Rising, he roved the perimeter of the circular room, cruising it like some caged beast. Halefice and even Gaviral stepped to the side, scuttling out of his way as he strode past the place where they were standing. Mandralisca barely noticed them. To his mind in its currently elevated state they seemed like nothing more than little scurrying animals to him, droles, mintuns, hiktigans, unimportant creatures of the forest. Insects, even. Mere insects.

He had gone down into that little metal helmet, somehow. His entire mind had entered it; and then, in a way he could not begin to comprehend, he had been able to hurl himself outward, like a burning spear soaring through the sky—

Barjazid said, “Do you have any idea how far you went, or where?”

“No. Not at all.” How curious to be holding a conversation with an insect. But he forced himself to pay attention to Barjazid’s query. “I perceived it as a considerable distance, but for all I know it was no farther than the city on the other side of the river.”

“It was probably much farther, your grace. The reach is infinite, you know: there’s no more effort involved in reaching Alaisor or Tolaghai or Piliplok than there is in going next door. It’s the directionality that we can’t control. Not yet, anyway.”

“Could it reach the Castle, do you think?” asked the Lord Gaviral.

“As I have just told his grace the Count Mandralisca,” Barjazid said, “the reach is infinite.” Mandralisca noticed that Barjazid had already learned to be extremely patient with Gaviral. That was a very good idea, when dealing with someone who is very stupid but who has a great deal of power over you.

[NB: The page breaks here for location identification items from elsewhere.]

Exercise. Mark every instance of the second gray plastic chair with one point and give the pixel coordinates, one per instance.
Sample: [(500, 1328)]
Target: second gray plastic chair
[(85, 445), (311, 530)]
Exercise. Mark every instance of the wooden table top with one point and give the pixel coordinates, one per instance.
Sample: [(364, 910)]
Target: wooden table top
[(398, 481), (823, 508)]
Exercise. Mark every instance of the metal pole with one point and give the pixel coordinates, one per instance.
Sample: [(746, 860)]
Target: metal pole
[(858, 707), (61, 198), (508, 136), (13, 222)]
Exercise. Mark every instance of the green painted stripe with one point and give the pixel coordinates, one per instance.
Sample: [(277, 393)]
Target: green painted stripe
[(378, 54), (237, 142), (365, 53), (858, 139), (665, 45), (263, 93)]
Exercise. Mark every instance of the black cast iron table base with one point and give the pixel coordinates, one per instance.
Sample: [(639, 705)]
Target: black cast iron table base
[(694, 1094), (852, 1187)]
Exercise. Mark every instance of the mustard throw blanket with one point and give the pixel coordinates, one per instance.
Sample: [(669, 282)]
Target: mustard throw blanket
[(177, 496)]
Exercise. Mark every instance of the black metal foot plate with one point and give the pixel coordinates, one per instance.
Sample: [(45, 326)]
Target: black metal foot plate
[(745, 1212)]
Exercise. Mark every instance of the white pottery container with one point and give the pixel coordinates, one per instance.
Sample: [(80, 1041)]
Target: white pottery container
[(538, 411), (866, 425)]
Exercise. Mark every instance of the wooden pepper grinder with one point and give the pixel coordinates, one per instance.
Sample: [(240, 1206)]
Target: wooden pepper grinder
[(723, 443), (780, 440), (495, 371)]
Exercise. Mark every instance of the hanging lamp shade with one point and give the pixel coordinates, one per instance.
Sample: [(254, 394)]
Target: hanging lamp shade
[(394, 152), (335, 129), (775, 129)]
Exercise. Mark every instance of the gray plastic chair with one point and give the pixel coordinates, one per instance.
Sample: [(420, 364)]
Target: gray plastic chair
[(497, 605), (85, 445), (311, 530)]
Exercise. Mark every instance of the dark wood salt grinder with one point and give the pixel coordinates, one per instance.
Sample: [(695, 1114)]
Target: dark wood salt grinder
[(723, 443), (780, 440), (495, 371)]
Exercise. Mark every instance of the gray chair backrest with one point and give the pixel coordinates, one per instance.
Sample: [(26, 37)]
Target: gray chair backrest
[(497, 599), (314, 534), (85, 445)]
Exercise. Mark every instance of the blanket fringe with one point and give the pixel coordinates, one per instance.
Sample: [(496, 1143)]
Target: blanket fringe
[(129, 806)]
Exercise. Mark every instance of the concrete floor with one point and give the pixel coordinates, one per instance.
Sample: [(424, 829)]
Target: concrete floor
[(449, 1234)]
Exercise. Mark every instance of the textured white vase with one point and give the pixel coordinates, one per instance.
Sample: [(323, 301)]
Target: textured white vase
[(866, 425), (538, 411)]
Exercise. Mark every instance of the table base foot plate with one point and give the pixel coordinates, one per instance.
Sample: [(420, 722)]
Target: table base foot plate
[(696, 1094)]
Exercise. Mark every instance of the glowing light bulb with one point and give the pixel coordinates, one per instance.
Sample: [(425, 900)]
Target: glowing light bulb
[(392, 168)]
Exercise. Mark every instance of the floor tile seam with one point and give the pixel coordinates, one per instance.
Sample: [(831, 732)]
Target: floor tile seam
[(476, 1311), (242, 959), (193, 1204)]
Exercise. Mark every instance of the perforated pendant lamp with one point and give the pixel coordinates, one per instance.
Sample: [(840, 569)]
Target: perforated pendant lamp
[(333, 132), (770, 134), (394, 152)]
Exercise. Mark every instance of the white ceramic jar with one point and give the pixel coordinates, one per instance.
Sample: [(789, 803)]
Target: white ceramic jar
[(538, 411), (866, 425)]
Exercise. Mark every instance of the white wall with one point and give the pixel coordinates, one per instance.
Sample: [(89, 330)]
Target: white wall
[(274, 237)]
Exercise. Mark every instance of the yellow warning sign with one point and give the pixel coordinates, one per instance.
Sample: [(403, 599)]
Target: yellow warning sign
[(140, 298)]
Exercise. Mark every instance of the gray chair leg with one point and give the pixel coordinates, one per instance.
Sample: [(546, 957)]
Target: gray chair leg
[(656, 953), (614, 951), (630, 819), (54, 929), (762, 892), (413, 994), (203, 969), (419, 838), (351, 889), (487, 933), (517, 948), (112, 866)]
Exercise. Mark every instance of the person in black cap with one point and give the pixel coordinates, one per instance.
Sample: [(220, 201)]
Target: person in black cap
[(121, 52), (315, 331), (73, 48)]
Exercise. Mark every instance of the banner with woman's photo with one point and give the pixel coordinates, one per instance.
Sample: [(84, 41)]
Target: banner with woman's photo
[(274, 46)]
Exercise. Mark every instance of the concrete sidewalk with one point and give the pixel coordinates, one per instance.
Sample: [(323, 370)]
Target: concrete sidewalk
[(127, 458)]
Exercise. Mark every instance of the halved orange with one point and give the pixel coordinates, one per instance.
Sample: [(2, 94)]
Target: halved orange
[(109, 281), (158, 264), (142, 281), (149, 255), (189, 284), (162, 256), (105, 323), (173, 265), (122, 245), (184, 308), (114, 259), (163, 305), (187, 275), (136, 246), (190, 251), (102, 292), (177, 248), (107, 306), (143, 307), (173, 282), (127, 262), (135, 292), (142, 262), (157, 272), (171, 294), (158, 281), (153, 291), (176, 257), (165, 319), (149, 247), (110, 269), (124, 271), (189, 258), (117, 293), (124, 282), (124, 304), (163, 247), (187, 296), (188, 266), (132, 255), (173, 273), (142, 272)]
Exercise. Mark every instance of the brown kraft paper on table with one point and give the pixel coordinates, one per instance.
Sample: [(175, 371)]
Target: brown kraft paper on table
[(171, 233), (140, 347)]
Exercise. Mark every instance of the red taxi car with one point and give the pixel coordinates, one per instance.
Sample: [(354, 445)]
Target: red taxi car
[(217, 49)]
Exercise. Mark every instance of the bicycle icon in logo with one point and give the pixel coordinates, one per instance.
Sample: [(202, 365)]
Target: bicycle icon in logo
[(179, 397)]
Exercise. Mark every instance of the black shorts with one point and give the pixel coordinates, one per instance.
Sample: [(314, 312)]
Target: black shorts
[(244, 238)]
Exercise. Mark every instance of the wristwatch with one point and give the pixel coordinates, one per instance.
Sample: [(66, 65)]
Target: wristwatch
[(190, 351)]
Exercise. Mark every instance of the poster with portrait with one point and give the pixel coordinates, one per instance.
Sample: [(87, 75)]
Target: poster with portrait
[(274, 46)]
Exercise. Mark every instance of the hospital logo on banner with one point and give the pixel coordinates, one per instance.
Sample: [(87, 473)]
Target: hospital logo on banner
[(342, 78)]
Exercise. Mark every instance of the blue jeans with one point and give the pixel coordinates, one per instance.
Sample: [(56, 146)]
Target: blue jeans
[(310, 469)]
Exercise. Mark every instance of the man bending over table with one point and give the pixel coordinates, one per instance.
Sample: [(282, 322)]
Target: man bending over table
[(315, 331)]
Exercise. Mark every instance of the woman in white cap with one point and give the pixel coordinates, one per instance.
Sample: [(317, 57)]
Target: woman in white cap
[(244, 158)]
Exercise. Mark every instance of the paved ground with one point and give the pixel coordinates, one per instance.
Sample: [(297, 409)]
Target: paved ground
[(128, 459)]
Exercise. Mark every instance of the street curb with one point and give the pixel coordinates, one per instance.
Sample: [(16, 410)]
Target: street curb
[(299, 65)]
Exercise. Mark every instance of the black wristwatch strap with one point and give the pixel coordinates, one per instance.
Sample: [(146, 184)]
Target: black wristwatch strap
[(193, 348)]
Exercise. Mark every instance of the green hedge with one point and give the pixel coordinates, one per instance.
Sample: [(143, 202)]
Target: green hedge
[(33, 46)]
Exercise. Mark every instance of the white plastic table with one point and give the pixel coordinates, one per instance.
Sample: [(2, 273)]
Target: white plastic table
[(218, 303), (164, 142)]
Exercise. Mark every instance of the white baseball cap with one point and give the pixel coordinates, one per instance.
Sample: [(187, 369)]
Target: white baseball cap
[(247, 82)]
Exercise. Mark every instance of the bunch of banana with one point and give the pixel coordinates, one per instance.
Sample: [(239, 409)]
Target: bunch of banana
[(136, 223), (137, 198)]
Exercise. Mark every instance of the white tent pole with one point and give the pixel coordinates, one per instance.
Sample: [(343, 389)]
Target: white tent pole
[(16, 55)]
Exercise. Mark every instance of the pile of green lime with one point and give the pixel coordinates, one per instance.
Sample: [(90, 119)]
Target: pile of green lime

“So we could reach out with it and hit Prestimion, then?” asked Gaviral avidly. “Or Dekkeret?”

“We might, in time,” Barjazid replied. “As I have also just observed, we do not yet have real directionality. We can only strike randomly thus far.”

“But eventually,” Gaviral said. “Oh, yes, eventually—!”

It was all that Mandralisca could do to keep himself from cutting Gaviral down with some contemptuous remark. Reach out and hit Prestimion? The fool. The fool. That was the last thing they wanted to do. The boy Thastain had a shrewder grip of political strategy than any of these five brainless brothers. But this was not the moment to foment a breach with one of the men who were, at least in theory, his masters.

He considered what Barjazid’s helmet had just allowed him to accomplish. That was more interesting to him than anything these people might have to say.